Baquié had no qualms about cutting up, slicing or quartering once mobile devices, as if the loss of a function, such as transport, called for a compensatory violence. In “Amore mio” (1985), he deconstructed a white Plymouth Valiant into four works titled and placed according to the four cardinal points, adding various devices to each section of the car. The hood of the car bears a concrete slab on which the words “Amore mio” have been deeply inscribed; water continually flows down from a cistern, courses through the letters connected in the concrete and is pumped back up, like blood in the body. The passenger-side doors support a large arrow-shaped form covered with functioning refrigeration coils and ice—water in a cold and immobile state. Another door is used to fashion a sort of kinescope: a large disk with 13 inset images spins, and the images are stroboscopically illuminated at the moment they appear centered in the car window. The result is a very brief and ambiguous movie in which a pink car moves jerkily about.

In the fourth of the works that make up “Amore mio,” a long round duct extends forward from the rear seat and trunk. Two speakers—one attached to the car’s original radio, the other to a tape deck—project their sound into the tube but are largely drowned out by the noise of a large fan blowing back down the conduit toward the trunk. Overall, “Amore mio” hints at prior violence and continuing emergency. It is as though the car has been dismembered and its parts put on life-support, each system evoking an aspect or potentiality of the deconstructed whole. “Amore mio” is a journey, taking us through the compass points and through moods varyingly expectant, sad, romantic, joyous.
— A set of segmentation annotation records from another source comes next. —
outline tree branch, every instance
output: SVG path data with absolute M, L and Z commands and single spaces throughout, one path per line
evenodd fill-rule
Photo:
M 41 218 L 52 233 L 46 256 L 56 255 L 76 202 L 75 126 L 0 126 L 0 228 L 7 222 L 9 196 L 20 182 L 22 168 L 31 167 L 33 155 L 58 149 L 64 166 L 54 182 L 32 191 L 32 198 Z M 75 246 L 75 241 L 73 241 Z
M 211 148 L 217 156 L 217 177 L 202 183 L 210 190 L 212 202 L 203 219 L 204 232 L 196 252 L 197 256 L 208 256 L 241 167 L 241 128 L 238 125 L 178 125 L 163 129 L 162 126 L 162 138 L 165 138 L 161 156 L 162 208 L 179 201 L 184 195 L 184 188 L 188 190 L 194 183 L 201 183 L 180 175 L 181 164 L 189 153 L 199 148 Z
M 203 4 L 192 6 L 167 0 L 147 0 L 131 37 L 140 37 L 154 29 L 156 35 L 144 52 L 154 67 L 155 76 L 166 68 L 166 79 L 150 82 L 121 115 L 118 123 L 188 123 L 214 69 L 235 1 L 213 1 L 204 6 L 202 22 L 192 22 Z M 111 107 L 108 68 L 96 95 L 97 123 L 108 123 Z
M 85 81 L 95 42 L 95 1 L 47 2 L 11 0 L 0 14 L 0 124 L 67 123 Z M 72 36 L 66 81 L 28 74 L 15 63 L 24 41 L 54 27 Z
Starting in the late ’80s, Baquié traveled widely for group exhibitions and frequently located his works geographically, using maps in many pieces, as well as aerial photographs, snapshots of city scenes and street signs. In the aptly named Instant de doute (Instant of Doubt), 1988, he cut a human-size X out of a large blue- and-white Japanese highway sign complete with destinations in both Japanese and English script, road numbers and the international symbol for a train station. The X, placed in front of the sign, supports two lines of fabricated metal ideograms, which render the title in Japanese. While the original sign was perfectly functional for its intended audience, it has now become an icon of disorientation, embodying a measure of the artist’s self-irony on the perils of being invited to work abroad, where the language, even the signage, is wholly foreign.

Location, if not orientation, is at stake in the 1989 Nulle part est un endroit (Nowhere is a Place). These words, fabricated in steel, are arranged in three rows of roughly even length; directly in front of them is a structure of doubled rods connecting rings, which together suggest routes marked out on a map. Fragments of black-and-white photographs depicting urban night scenes are placed behind pieces of broken glass and then set between the rods and the letters. The message is defiant, since we habitually take “nowhere” to be a vacuity, and topical, as the battle between the capital and the provinces has been an ongoing saga in France. The places depicted in the photographs are without visible inhabitants or signs of life; here an “endroit” becomes but one shard among others, all barren and uneasily linked together.

Were Richard Baquié alive today, we might also value these works for what they presaged; as it was, the capcMusee exhibition seemed a fitting elegy, his sculptures suffused with an intelligence always ready to disregard its own accomplishments. He titled a 1985 work Que reste-t-il de ce que l’on a pensé et non dit? What remains of things thought but not said—or, in every artist’s life, of works imagined but not made?

 

“Richard Baquié: Retrospective 1952-1996” debuted at the capcMusee d’Art Contemporain de Bordeaux [June 27-Sept. 28, 1997] and is now on view at the mac Galleries Contemporaines des Musées de Marseille [May 19-Sept. 27, 1998], which collaborated in curating the show. A 142-page illustrated catalogue, with essays by Henry-Claude Cousseau, Bernard Blistène and Michel Enrici, accompanied the exhibition.